To this end, I'm thinking I might re-introduce the original "plain grid" MECB Prototype Card, but re-named as a MECB Wire Wrap Card.
I know at least one person (can't recall who?), commented that the original plain grid card was preferable for some projects.

Hmm...

[djrm]

I was surprised you didn't make the new card 22v10 prototype card plain grid. I think I mentioned a couple of times having to cut tracks on the triple grid cards to suit my purposes. When I ordered my initial boards I messed up thinking I was getting plain grid prototype cards. Looking forward to your next presentation. David.

[Editor]

I was surprised you didn't make the new card 22v10 prototype card plain grid. I think I mentioned a couple of times having to cut tracks on the triple grid cards to suit my purposes. When I ordered my initial boards I messed up thinking I was getting plain grid prototype cards. Looking forward to your next presentation. David.

Perhaps it was your feedback that had come to mind.
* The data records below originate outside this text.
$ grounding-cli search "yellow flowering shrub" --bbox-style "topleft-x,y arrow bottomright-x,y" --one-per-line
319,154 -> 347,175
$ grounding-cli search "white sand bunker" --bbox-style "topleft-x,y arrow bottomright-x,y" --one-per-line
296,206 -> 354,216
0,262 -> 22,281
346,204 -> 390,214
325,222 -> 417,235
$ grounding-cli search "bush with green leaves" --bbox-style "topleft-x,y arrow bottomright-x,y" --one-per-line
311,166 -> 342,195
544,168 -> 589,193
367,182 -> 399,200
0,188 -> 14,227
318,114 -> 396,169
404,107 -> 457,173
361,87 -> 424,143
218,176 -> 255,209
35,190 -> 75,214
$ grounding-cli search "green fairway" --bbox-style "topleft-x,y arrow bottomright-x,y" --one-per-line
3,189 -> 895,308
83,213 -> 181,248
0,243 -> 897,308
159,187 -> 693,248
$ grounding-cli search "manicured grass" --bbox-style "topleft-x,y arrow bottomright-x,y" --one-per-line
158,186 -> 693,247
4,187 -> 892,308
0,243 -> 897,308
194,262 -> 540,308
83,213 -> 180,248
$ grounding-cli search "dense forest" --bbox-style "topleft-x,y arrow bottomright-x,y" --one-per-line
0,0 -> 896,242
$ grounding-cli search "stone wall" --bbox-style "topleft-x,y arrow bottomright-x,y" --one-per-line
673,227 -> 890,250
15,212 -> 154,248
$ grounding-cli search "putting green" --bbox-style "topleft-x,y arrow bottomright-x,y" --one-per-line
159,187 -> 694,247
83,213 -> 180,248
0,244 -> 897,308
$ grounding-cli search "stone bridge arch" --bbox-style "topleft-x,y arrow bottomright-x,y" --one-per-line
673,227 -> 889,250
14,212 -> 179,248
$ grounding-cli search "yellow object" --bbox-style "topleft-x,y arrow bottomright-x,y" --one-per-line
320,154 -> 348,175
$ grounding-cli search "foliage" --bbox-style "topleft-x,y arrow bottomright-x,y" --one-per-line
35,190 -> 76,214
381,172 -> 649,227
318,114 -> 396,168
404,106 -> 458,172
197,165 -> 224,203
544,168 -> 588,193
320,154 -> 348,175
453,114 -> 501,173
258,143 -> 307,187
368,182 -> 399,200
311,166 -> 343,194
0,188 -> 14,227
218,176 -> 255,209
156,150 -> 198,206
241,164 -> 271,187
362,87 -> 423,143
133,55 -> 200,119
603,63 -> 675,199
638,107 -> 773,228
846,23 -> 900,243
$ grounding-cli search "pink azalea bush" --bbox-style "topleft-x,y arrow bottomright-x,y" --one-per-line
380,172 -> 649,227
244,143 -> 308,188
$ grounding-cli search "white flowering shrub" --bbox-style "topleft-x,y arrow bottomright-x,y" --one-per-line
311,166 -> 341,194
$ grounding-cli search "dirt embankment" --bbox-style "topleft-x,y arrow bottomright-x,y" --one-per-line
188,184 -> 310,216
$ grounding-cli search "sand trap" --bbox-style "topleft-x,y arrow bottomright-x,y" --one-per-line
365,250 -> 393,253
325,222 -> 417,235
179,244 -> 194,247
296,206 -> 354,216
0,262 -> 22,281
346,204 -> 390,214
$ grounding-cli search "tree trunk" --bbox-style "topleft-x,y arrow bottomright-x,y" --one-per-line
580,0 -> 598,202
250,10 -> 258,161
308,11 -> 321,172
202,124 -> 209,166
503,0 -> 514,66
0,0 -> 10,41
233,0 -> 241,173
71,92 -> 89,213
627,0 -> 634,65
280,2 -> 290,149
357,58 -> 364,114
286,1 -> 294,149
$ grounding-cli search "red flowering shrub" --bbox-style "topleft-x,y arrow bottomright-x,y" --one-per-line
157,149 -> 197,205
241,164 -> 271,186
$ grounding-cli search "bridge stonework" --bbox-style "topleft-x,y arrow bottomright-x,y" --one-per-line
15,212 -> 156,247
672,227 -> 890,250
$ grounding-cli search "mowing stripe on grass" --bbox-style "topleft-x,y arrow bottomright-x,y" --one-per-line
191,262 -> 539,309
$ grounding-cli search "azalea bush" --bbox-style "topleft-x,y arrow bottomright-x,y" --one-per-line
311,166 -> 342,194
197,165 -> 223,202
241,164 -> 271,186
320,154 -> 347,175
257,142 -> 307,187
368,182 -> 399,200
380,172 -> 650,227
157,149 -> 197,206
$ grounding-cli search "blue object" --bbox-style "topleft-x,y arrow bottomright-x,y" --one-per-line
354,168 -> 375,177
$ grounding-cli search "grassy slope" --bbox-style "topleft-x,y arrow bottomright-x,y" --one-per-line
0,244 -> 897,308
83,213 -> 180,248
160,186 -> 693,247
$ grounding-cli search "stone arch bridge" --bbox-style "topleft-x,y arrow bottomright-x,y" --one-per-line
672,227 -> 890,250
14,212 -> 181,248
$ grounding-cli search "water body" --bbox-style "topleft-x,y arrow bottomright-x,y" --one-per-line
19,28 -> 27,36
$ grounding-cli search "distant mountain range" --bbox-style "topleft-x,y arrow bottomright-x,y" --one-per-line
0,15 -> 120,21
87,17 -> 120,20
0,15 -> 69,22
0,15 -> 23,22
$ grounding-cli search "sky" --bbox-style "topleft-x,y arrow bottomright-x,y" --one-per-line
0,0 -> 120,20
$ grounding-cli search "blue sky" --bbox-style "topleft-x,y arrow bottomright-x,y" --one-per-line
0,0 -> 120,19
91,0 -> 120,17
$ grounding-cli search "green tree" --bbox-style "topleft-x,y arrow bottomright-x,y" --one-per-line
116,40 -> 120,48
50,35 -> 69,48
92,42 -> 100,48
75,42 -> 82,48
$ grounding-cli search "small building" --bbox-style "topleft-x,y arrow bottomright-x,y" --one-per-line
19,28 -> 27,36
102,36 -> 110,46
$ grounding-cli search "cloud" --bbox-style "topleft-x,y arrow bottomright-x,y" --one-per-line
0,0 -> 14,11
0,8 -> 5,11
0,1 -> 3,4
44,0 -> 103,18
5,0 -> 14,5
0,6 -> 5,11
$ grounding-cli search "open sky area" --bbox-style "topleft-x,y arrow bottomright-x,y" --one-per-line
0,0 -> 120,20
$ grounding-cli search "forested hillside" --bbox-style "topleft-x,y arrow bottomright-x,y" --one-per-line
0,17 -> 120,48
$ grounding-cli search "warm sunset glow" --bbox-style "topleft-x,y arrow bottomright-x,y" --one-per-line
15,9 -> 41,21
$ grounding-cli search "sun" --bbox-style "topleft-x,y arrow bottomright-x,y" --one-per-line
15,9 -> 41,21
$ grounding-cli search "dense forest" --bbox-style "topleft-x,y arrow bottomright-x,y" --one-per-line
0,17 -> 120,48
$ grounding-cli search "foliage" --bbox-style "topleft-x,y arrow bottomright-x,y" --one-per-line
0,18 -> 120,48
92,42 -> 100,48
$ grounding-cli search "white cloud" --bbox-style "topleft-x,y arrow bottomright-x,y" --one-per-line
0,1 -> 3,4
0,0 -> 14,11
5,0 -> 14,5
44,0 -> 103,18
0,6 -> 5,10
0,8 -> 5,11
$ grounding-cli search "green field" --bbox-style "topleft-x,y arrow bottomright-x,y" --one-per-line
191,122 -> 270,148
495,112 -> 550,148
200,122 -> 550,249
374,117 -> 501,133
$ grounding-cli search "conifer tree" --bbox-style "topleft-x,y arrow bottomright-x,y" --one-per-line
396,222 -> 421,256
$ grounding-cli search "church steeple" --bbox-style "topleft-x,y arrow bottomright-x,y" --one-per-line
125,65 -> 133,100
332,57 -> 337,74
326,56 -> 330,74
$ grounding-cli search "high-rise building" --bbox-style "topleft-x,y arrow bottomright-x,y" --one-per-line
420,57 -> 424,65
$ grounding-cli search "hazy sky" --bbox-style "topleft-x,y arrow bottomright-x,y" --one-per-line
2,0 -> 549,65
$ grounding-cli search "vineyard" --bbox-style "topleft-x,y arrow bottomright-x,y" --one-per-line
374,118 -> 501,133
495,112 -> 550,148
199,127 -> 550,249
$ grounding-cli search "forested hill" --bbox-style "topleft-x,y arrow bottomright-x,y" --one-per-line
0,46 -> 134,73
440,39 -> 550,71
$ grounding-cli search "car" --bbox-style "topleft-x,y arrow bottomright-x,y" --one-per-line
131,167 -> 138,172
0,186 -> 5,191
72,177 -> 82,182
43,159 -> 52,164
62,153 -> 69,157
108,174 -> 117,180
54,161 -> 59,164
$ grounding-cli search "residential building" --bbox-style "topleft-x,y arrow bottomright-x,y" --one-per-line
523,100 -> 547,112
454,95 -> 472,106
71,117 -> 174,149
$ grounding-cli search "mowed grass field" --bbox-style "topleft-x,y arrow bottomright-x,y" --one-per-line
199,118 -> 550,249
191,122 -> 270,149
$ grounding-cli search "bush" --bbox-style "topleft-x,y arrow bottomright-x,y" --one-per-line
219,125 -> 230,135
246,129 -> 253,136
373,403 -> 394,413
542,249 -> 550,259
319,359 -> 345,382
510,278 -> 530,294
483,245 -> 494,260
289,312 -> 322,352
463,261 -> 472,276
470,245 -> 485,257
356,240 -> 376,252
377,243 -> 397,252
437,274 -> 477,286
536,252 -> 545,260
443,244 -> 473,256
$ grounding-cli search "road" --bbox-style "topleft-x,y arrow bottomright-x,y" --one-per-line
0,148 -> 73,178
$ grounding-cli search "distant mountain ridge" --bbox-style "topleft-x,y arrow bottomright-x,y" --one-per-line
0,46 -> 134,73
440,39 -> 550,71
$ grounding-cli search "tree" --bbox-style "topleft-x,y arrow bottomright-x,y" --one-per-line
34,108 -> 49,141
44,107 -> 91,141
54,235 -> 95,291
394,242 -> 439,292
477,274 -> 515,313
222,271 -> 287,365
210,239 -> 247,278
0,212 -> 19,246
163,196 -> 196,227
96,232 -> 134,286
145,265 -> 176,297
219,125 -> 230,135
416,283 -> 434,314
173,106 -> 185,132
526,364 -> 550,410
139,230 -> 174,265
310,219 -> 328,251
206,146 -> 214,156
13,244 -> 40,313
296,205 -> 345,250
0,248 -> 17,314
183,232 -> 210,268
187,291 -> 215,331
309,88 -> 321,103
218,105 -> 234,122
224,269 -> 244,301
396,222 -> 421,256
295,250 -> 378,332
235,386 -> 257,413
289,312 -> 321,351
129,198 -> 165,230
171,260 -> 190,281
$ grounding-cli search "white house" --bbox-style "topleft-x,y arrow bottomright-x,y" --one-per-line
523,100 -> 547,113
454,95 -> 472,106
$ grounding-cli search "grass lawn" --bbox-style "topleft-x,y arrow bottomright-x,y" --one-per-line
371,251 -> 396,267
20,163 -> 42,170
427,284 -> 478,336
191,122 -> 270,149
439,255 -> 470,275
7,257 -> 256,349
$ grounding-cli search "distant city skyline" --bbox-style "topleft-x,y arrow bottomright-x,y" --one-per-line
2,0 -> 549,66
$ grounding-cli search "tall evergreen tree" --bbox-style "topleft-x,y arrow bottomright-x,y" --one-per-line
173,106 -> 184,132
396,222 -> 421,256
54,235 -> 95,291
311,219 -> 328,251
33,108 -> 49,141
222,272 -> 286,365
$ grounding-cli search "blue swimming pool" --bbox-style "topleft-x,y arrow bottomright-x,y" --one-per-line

It has occurred to me that the first IC I'll need to wire-wrap will be a glue logic PLD. Therefore, your comment about making a plain grid 22V10 card certainly makes a lot of sense!

This is now leading me to think that I should perhaps go to a full family of six Prototype Cards choices.
i.e. Reintroduce the original plain grid card, but also make 16V8 and 22V10 versions, to mirror the existing triple grid cards.

I never had an original grid card with a PLD, as my first Prototype PLD Card was in the triple grid format, as someone had suggested as an improvement (and still seems a preferable option for a breadboard style point-to-point wired prototype).

Of course, now that I'm again thinking of my wire-wrap roots, having the three Prototype Card options in just a plain grid style (for dense wire-wrap), is also my preference.

Any final thoughts, before I dive back into KiCAD?